AI alignment architecture is the practice of building alignment constraints into the structure of an AI agent system — at every protocol boundary, every delegation step, every tier transition — rather than applying alignment as a wrapper at the model's output edge.

The dominant model for AI alignment operates at the level of the model: shape the model's values and tendencies during training, then apply output filters at the edge to catch what training didn't reach. This is alignment as wrapper — the constraint is applied after the agent has decided what to do, at the point where its output is reviewed before delivery.

Architecture-level alignment is different. The constraint is not applied after the decision; it is built into the decision-making structure itself. Every tier boundary, every delegation handoff, every tool call is a point where alignment can be verified — and must be, because by the time output reaches the edge filter, the consequential decisions have already been made and (in many cases) already executed.

The wrapper problem

Alignment as wrapper fails at two points in autonomous agent systems. First, it operates on outputs, not actions. An agent that executes a database deletion and then returns a summary of what it did has already acted before the wrapper runs. The wrapper can flag the summary as concerning, but the deletion has occurred.

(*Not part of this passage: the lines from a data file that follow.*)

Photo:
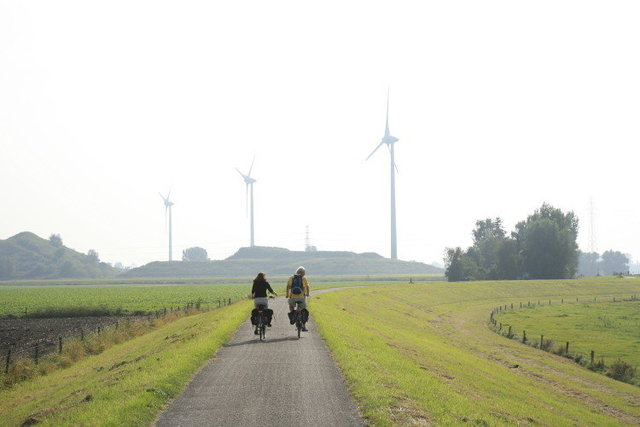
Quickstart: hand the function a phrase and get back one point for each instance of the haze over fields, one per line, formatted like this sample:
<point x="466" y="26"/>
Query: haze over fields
<point x="498" y="106"/>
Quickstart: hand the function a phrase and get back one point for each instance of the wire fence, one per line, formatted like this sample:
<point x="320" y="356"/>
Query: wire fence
<point x="545" y="343"/>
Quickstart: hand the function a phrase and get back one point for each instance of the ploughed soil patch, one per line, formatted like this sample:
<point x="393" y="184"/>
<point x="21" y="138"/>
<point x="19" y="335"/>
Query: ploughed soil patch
<point x="22" y="334"/>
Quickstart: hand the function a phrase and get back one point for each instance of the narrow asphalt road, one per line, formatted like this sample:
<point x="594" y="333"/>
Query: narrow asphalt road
<point x="283" y="381"/>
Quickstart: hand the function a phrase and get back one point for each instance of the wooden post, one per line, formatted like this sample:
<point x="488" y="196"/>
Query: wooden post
<point x="6" y="366"/>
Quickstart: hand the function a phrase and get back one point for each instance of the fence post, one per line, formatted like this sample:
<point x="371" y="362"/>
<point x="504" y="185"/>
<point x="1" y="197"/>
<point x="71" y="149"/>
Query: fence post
<point x="6" y="366"/>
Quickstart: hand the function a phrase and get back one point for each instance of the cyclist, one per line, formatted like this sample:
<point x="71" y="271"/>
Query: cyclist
<point x="297" y="292"/>
<point x="259" y="295"/>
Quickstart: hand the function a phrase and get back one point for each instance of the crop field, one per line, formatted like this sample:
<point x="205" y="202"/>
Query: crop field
<point x="126" y="298"/>
<point x="424" y="354"/>
<point x="610" y="329"/>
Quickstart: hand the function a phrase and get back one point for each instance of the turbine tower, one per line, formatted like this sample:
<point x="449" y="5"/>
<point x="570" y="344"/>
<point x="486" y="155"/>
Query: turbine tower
<point x="249" y="196"/>
<point x="167" y="213"/>
<point x="390" y="140"/>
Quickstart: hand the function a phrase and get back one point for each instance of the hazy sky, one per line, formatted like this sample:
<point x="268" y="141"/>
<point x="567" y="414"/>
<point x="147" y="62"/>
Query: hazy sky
<point x="499" y="106"/>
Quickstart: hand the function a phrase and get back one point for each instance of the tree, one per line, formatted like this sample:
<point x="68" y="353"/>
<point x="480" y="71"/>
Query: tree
<point x="547" y="241"/>
<point x="195" y="254"/>
<point x="508" y="260"/>
<point x="588" y="263"/>
<point x="56" y="240"/>
<point x="92" y="257"/>
<point x="461" y="266"/>
<point x="614" y="263"/>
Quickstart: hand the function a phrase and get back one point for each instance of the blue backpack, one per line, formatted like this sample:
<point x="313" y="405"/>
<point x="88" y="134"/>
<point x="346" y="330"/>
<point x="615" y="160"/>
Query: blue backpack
<point x="296" y="285"/>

Second, it operates on a single output, not on a session. A ten-hop delegation chain produces ten individual outputs, each of which might pass an output-level filter, while the cumulative effect of those ten outputs — the session's overall trajectory — drifts far from the original intent. Wrapping each output doesn't catch session-level drift.

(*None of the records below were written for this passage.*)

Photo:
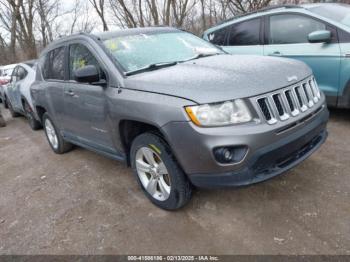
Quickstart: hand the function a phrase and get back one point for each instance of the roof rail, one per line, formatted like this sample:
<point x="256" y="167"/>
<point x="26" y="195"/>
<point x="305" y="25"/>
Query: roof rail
<point x="268" y="8"/>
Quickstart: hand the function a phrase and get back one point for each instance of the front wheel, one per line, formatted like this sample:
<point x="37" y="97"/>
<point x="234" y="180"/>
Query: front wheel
<point x="56" y="141"/>
<point x="158" y="173"/>
<point x="12" y="111"/>
<point x="5" y="102"/>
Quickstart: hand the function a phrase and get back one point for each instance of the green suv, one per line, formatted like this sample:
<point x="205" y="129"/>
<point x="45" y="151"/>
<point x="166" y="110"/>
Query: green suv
<point x="317" y="34"/>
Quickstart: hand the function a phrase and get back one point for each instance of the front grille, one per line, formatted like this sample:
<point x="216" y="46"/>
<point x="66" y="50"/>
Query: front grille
<point x="289" y="102"/>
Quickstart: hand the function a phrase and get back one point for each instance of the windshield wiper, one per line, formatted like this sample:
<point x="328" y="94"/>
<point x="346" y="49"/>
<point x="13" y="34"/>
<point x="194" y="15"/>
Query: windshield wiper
<point x="150" y="67"/>
<point x="201" y="55"/>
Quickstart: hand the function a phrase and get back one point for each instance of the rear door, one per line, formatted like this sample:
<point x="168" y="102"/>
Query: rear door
<point x="287" y="36"/>
<point x="10" y="88"/>
<point x="21" y="75"/>
<point x="53" y="71"/>
<point x="85" y="104"/>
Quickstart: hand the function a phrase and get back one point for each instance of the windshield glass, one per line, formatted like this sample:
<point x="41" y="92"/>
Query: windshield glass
<point x="8" y="72"/>
<point x="339" y="13"/>
<point x="135" y="52"/>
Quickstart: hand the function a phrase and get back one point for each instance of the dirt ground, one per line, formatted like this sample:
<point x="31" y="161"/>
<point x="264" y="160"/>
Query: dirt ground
<point x="84" y="203"/>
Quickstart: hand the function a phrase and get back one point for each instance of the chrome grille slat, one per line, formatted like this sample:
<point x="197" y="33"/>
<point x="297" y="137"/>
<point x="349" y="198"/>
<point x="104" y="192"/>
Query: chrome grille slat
<point x="289" y="102"/>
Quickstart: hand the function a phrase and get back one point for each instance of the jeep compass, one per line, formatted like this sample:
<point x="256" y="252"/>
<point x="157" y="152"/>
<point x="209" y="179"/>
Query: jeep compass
<point x="178" y="110"/>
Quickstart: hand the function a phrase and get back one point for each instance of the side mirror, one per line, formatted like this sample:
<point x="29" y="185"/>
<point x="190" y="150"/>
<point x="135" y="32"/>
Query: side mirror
<point x="322" y="36"/>
<point x="87" y="74"/>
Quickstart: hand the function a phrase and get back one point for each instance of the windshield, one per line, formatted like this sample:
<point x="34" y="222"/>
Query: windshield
<point x="8" y="72"/>
<point x="135" y="52"/>
<point x="339" y="13"/>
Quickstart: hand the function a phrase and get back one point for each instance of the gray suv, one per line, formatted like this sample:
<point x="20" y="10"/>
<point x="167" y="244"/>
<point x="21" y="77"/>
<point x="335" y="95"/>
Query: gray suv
<point x="178" y="110"/>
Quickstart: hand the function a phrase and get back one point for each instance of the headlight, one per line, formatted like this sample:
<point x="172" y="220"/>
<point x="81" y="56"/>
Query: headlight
<point x="220" y="114"/>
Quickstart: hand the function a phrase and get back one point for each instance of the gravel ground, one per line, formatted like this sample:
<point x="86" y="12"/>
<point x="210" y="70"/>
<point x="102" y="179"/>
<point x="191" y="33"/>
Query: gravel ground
<point x="84" y="203"/>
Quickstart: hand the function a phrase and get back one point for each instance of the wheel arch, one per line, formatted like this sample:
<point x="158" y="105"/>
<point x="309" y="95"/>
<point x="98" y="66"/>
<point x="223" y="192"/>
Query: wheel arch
<point x="344" y="99"/>
<point x="130" y="129"/>
<point x="40" y="111"/>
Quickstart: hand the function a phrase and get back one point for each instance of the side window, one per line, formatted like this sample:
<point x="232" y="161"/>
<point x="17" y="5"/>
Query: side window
<point x="57" y="64"/>
<point x="14" y="78"/>
<point x="245" y="33"/>
<point x="218" y="37"/>
<point x="21" y="73"/>
<point x="292" y="29"/>
<point x="52" y="64"/>
<point x="80" y="56"/>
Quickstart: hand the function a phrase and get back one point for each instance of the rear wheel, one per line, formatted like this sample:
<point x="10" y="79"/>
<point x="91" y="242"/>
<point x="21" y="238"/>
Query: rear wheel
<point x="34" y="124"/>
<point x="158" y="173"/>
<point x="56" y="141"/>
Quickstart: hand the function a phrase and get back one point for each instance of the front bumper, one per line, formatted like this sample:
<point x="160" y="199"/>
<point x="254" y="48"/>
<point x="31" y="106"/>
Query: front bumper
<point x="269" y="154"/>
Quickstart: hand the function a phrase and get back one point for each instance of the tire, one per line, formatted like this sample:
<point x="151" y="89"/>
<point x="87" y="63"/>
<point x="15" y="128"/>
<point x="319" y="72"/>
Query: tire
<point x="171" y="187"/>
<point x="6" y="105"/>
<point x="13" y="112"/>
<point x="33" y="123"/>
<point x="58" y="144"/>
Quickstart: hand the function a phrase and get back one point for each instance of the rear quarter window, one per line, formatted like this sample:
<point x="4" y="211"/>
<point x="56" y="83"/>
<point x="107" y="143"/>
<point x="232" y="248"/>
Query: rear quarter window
<point x="218" y="37"/>
<point x="52" y="64"/>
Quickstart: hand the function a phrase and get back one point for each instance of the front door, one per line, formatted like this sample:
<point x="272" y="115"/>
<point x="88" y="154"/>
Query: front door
<point x="85" y="104"/>
<point x="287" y="36"/>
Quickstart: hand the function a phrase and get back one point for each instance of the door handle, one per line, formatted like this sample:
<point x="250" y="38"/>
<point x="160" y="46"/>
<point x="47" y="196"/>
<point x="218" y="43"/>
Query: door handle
<point x="69" y="93"/>
<point x="276" y="53"/>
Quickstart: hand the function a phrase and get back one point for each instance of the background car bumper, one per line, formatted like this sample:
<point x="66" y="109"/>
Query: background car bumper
<point x="268" y="154"/>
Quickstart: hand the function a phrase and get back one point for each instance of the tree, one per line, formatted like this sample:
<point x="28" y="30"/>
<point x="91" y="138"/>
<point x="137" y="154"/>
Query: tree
<point x="99" y="6"/>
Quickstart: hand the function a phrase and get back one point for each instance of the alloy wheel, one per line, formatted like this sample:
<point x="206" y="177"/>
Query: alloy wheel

Architecture-level alignment in practice

Architecture-level alignment means that alignment constraints are enforced at the boundaries where decisions are made and actions are authorized. Before a tool call fires, it is classified. Before an agent is delegated to, its scope is verified. Before an output is sent downstream, its grounding is checked. The constraint is not applied once at the edge; it is applied at every edge, throughout the system.

This is what Reshimu means by the inversion doctrine: governance flows down through the hierarchy to enable execution, not constrain from above. The implementation layer is the reason for the governance hierarchy — governance exists to serve reliable execution, not to limit it. Every guardrail is an integrity validator, not a gate.